One of the best accounts I’ve read about the Ngola Ritmos is on their Wikipedia page, and apparently a Miss Marissa J. Moorman wrote it. Take a look:
"Liceu Vieira Dias, Domingos Van-Dúnem, Mário da Silva Araújo, Manuel dos Passos and Nino Ndongo created around 1947 the Ngola Ritmos band, in order to assert their Angolan identity. They sung kimbundu music with guitar and small percussion. In the 1950s, the band comprised Liceu, Nino, Amadeu Amorim, José Maria, Euclides Fontes Pereira, José Cordeira, Lourdes Van-Dúnem and Belita Palma. Their lamentos were inspired by the daily chronicles or funeral laments sung by bessangana women and their sembas by popular dances. Carlitos Vieira Dias once said: "The semba is an adaptation of the kazukuta rhythm. My father transposed the kimbundu rhythms for the guitar. He knew European, Portuguese and Brazilian music. He composed in the minor mode, notably the lamentos". Zé Maria quote of Liceu: ”He was a master. He was the leader of Ngola Ritmos and gave us the matrix for musical conception. His mom and mine acted as our judges. When they told us it wasn’t good enough, we had to go back and rehearse some more“. Ngola Ritmos created a style that would inspire generations of musicians. The lead guitar introduced the theme and often intervened in counterpoint to the voice. The second guitar ensured the rhythmic frame, the bass guitar (six-stringed at the time) marked the beat, almost like a percussion, while the drum and dikanza (scraped instrument) backed up the ensemble. Singing was inspired by popular traditions, the chorus answering the lead voice. While such songs as Mbiri Mbiri, Kolonial, Palamé or Muxima have been covered by numerous singers, recordings by Ngola Ritmos are very rare. Muxima and Django Ué were recorded in Luanda. Most of the members of Ngola Ritmos were nationalist militants, Liceu, a founding member of the MPLA liberation movement and Amadeu were arrested in 1959 and deported to the Tarrafal prison in Cape Verde, to return only ten years later. Nevertheless, the band lasted until the late sixties, recording the song Nzage in Lisbon. The heritage of Ngola Ritmos is not only a music genre. It is also a state of mind, an attitude."

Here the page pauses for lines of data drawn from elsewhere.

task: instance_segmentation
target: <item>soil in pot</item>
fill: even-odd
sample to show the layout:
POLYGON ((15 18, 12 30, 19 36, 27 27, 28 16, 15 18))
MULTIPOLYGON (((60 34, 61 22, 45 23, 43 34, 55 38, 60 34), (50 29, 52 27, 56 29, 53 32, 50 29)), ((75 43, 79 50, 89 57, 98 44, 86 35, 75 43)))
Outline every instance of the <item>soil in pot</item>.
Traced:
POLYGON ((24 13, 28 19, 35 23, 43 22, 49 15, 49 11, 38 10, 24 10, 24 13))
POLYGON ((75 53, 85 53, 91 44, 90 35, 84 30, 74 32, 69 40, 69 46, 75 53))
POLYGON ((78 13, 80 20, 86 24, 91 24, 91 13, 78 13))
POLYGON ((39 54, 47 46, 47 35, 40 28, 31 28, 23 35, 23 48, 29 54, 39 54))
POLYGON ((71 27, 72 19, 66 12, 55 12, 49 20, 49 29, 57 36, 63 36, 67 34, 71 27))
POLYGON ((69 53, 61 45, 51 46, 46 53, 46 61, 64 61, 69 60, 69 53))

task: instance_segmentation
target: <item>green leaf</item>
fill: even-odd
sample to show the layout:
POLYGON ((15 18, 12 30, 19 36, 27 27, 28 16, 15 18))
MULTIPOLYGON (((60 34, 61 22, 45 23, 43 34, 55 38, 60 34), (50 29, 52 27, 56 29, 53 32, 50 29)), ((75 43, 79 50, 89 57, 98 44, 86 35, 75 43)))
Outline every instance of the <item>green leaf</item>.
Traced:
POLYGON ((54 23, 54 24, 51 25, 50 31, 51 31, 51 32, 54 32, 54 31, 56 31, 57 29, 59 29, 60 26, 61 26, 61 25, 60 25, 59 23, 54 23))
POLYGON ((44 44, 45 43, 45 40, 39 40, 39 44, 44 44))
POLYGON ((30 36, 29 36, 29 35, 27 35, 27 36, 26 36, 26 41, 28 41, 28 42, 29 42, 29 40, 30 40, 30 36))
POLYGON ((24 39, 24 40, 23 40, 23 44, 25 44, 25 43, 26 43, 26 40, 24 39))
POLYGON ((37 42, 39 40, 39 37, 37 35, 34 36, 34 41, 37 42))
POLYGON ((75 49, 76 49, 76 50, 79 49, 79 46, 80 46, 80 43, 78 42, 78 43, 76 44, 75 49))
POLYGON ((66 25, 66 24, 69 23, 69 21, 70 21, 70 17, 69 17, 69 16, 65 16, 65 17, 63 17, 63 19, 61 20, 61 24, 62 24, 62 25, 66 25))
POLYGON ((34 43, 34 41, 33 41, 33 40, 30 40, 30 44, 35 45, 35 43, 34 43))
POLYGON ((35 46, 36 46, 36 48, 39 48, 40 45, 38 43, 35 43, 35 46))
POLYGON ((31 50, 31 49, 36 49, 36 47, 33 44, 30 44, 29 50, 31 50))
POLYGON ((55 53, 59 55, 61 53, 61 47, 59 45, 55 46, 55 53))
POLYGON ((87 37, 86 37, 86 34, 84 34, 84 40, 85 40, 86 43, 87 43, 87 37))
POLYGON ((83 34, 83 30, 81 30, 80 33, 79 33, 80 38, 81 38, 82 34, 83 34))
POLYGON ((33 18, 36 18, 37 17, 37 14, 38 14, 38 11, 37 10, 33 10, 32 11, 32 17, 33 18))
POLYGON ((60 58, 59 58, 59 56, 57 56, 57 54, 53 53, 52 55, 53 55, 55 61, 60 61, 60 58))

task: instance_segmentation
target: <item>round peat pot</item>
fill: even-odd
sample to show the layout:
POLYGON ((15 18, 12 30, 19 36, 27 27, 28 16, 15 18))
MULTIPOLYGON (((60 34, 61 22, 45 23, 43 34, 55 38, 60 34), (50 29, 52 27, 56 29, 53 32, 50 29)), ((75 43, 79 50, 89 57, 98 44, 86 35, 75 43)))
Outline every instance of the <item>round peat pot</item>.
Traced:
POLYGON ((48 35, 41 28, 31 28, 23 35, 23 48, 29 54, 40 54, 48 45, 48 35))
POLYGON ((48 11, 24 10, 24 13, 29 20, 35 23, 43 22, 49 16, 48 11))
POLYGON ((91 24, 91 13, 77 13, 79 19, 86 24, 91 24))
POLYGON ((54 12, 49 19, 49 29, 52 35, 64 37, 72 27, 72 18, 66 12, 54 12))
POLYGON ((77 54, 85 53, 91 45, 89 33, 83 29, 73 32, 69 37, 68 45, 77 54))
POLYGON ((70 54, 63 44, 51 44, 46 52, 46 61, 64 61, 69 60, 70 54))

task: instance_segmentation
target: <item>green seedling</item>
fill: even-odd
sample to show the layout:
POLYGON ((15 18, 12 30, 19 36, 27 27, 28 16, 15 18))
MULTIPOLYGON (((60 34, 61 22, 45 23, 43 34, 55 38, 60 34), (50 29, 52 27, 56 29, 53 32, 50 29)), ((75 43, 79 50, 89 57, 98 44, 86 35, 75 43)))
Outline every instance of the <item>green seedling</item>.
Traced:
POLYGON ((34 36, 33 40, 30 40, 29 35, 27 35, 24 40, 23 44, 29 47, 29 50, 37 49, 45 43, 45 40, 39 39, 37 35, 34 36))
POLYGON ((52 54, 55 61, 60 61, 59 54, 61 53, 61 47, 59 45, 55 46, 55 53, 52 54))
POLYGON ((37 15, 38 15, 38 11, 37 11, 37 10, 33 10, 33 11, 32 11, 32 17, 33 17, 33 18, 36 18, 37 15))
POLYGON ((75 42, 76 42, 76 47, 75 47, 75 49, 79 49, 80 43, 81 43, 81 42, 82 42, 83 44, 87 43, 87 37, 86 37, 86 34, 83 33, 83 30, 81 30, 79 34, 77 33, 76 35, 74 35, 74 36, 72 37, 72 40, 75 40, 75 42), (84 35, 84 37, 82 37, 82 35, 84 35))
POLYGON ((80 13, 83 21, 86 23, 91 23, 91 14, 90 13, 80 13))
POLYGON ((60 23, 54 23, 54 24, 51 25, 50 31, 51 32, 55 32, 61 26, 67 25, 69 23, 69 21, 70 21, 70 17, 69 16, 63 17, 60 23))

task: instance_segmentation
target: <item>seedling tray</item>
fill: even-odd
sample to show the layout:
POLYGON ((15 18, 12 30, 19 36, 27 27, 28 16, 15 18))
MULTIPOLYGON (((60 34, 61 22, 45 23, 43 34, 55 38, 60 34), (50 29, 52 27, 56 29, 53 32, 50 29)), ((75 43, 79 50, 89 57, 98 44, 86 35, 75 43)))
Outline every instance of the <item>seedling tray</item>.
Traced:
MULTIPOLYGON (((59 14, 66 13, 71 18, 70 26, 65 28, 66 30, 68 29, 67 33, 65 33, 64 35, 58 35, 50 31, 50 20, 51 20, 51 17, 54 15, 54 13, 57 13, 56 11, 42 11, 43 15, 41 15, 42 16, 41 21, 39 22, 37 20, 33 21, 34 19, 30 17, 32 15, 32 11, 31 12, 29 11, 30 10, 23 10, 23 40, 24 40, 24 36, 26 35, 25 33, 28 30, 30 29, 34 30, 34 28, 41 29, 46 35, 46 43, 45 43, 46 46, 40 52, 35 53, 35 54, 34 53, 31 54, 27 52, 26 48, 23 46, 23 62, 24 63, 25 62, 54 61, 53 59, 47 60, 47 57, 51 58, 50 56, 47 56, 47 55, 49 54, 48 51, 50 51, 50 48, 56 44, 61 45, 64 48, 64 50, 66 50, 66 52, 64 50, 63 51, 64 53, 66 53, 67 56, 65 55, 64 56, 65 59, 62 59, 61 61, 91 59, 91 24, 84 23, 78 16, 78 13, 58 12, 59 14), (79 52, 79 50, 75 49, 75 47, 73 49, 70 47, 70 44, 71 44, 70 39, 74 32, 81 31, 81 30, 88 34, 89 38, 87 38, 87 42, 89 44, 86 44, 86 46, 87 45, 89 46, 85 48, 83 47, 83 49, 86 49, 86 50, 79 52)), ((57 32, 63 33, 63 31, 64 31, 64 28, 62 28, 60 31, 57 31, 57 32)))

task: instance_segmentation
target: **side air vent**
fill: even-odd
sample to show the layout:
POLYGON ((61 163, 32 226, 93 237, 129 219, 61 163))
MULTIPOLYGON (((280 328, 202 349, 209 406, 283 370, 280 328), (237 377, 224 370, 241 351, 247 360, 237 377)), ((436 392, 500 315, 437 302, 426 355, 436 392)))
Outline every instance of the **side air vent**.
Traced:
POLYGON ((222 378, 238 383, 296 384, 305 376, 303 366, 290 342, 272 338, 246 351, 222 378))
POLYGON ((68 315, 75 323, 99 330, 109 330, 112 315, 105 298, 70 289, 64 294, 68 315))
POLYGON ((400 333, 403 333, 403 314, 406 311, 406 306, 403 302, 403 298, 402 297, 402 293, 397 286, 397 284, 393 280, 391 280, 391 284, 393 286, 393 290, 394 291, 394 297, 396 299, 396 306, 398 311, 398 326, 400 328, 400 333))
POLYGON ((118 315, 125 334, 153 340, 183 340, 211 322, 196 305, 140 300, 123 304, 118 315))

I’ll leave you with a couple of Ngola Ritmos songs that I’m listening to on this sunny afternoon. Stay with Xikela, Dya Ngo We, one of my favorite jams of theirs, and the always classical Muxima. Songs that have been covered by a multitude of Angolan singers of later generations. Ikonoklasta’s blog is another depository of Ngola Ritmos albums…give it a visit in case you want more.
3 comments:
It's so crazy... although this is way past my fathers era, Ngola Ritmos was passed onto him by his father, and I remember those quiet Sundays he used to play them.
Kimbundo today in Angola (particularly Luanda)is dying.
by the way, Love your blog! it gives British Born Angolan's like myself a chance to keep up to date with the music and culture of our countries. :D
Obrigado Xuna, I hope to see you back here often!